Because here's what the research has been telling us: career success is not a one-size-fits-all. It's deeply subjective, which should by now go without saying.
As a reminder, Seibert, Akkermans, and Liu's (2024) critical review on contemporary career success makes this incredibly clear, there's objective career success (salary, promotions, recognition, titles) often driven externally and subjective career success (satisfaction, fulfilment, joy, meaning) what sits within us.
Surprise, Surprise, the two don't always align.
The frameworks tell us something important.
Social Cognitive Theory reminds us that our career beliefs are shaped by prior observation and modelling that surrounds us. We learn what "success" looks like from the people around us, media often without question.
Career Construction Theory (Savickas, 2013) goes even deeper, emphasising that we actively author our career narratives. But how many of us are the agents for someone else's story and adopting this as our own?

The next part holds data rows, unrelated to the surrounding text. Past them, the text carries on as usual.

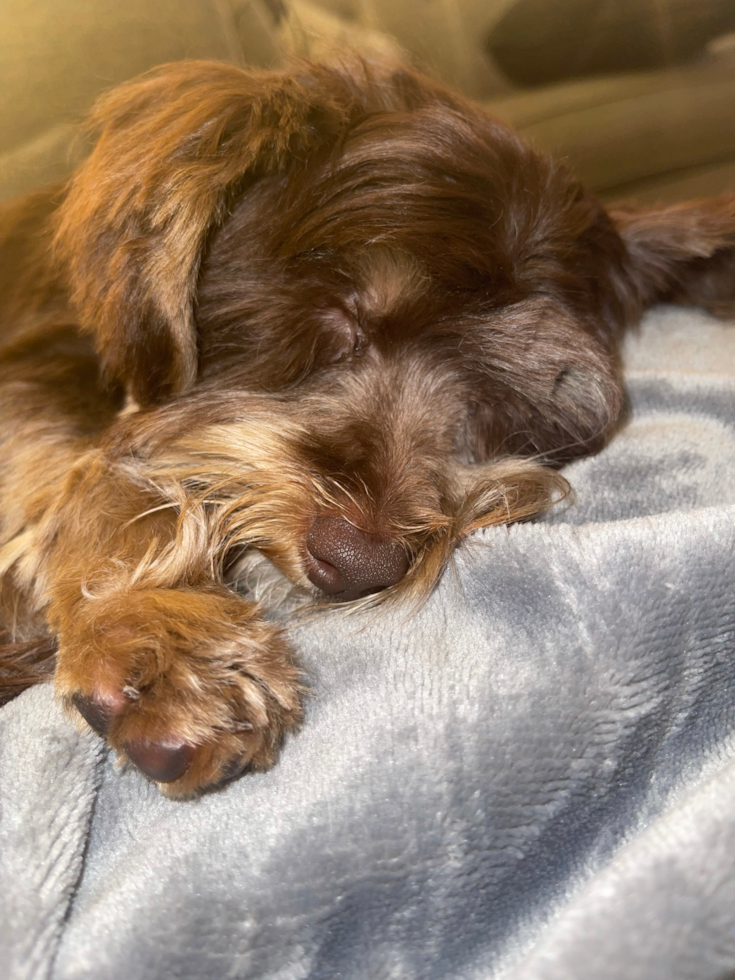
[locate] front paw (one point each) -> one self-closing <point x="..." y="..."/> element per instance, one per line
<point x="190" y="685"/>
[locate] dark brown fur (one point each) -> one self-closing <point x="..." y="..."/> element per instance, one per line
<point x="327" y="311"/>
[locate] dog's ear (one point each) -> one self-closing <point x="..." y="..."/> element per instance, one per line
<point x="682" y="253"/>
<point x="171" y="146"/>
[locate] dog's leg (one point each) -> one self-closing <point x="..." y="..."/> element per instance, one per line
<point x="181" y="675"/>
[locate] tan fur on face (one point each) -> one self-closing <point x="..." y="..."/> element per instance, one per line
<point x="270" y="303"/>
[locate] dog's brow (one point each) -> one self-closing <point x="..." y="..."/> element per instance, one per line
<point x="389" y="278"/>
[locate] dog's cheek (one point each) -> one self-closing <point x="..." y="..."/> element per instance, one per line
<point x="583" y="407"/>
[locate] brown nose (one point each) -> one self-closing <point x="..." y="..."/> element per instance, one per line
<point x="347" y="563"/>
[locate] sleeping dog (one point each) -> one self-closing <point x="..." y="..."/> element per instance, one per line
<point x="313" y="326"/>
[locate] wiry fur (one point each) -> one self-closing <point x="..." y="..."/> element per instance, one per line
<point x="333" y="304"/>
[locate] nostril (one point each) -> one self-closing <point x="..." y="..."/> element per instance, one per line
<point x="347" y="563"/>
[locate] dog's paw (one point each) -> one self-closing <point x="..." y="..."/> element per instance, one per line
<point x="191" y="686"/>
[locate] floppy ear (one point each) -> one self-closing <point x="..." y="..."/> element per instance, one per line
<point x="172" y="145"/>
<point x="683" y="253"/>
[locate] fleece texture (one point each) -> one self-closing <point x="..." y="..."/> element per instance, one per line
<point x="530" y="778"/>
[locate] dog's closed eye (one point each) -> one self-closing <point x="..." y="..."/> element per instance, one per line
<point x="344" y="337"/>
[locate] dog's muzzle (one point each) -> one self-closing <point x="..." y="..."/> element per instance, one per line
<point x="346" y="563"/>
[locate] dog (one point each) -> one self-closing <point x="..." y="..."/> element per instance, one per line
<point x="329" y="321"/>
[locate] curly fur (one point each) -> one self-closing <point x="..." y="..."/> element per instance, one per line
<point x="291" y="316"/>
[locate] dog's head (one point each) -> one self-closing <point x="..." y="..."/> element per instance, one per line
<point x="385" y="310"/>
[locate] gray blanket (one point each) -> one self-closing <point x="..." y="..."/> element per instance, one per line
<point x="532" y="777"/>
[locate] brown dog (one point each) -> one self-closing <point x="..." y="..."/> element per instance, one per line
<point x="336" y="317"/>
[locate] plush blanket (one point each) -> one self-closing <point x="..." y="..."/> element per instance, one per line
<point x="531" y="777"/>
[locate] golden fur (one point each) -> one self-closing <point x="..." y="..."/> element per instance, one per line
<point x="334" y="316"/>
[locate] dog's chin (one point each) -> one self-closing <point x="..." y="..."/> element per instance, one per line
<point x="256" y="577"/>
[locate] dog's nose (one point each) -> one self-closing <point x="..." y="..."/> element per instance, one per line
<point x="347" y="563"/>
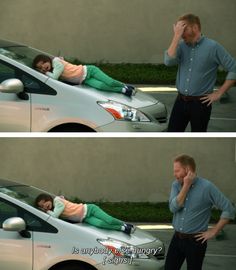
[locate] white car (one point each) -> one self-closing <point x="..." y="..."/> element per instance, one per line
<point x="32" y="102"/>
<point x="33" y="240"/>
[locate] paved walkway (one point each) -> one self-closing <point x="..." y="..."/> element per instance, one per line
<point x="223" y="118"/>
<point x="221" y="251"/>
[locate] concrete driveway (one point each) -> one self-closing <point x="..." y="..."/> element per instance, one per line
<point x="221" y="252"/>
<point x="223" y="117"/>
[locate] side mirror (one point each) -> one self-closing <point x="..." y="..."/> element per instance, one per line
<point x="11" y="86"/>
<point x="14" y="224"/>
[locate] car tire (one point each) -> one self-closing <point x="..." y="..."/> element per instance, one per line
<point x="71" y="128"/>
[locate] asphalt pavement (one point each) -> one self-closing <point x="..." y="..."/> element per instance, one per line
<point x="221" y="251"/>
<point x="223" y="117"/>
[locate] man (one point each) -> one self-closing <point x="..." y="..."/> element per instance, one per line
<point x="198" y="59"/>
<point x="191" y="201"/>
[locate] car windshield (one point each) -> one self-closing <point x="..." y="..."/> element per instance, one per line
<point x="21" y="54"/>
<point x="26" y="194"/>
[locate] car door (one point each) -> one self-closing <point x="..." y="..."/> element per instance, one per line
<point x="14" y="112"/>
<point x="15" y="250"/>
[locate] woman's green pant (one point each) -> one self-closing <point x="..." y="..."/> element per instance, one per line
<point x="97" y="217"/>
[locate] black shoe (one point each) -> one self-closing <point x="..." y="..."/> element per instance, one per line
<point x="130" y="86"/>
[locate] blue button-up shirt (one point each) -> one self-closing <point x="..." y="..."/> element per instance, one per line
<point x="198" y="65"/>
<point x="194" y="215"/>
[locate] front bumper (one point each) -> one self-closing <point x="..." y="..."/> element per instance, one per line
<point x="144" y="264"/>
<point x="125" y="126"/>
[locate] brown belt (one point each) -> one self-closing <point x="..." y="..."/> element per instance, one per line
<point x="189" y="98"/>
<point x="186" y="235"/>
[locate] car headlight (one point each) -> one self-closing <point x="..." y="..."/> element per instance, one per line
<point x="122" y="249"/>
<point x="123" y="112"/>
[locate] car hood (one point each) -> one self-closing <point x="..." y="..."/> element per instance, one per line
<point x="139" y="100"/>
<point x="138" y="238"/>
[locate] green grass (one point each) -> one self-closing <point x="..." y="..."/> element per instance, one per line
<point x="143" y="73"/>
<point x="143" y="211"/>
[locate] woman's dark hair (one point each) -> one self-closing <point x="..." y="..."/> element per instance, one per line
<point x="41" y="57"/>
<point x="42" y="196"/>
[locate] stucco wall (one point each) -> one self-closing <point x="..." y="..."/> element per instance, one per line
<point x="115" y="169"/>
<point x="134" y="31"/>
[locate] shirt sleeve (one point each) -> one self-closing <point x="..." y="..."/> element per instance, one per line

As if that isn’t enough, Super's Life-Span Development Theory? Well, this highlights that career priorities shift across life stages. What felt like success at 25 might now feel hollow at 45. The definition changes.
The real question is: are you allowing and then accepting yours has evolved?
Here's the uncomfortable truth.
Many of us are chasing definitions of success that were handed to us. Cultural expectations. Societal norms. Family scripts. And when we achieve them? We feel... empty. Successful on paper but the reality is we're suffering in silence.
This is the work I do with clients. Helping them untangle whose voice is loudest in their head, and checking if it’s still serving them.
If you're reading this and realising your definition of success doesn't feel like yours, let's talk.
I offer a free introduction career coaching call where we can explore what success actually means to you, not to everyone else.
References
Bandura, A. (1986). Social foundations of thought and action: A social cognitive theory. Englewood Cliffs, NJ: Prentice-Hall.
Savickas, M. L. (2013). Career construction theory and practice. In R. W. Lent & S. D. Brown (Eds.), Career development and counseling: Putting theory and research to work (2nd ed., pp. 147-183). John Wiley & Sons.
Seibert, S., Akkermans, J., & Liu, C. H. J. (2024). Understanding contemporary career success: A critical review. Annual Review of Organizational Psychology and Organizational Behavior, 11, 509-534. https://doi.org/10.1146/annurev-orgpsych-120920-051543
Super, D. E. (1980). A life-span, life-space approach to career development. Journal of Vocational Behavior, 16, 282-298.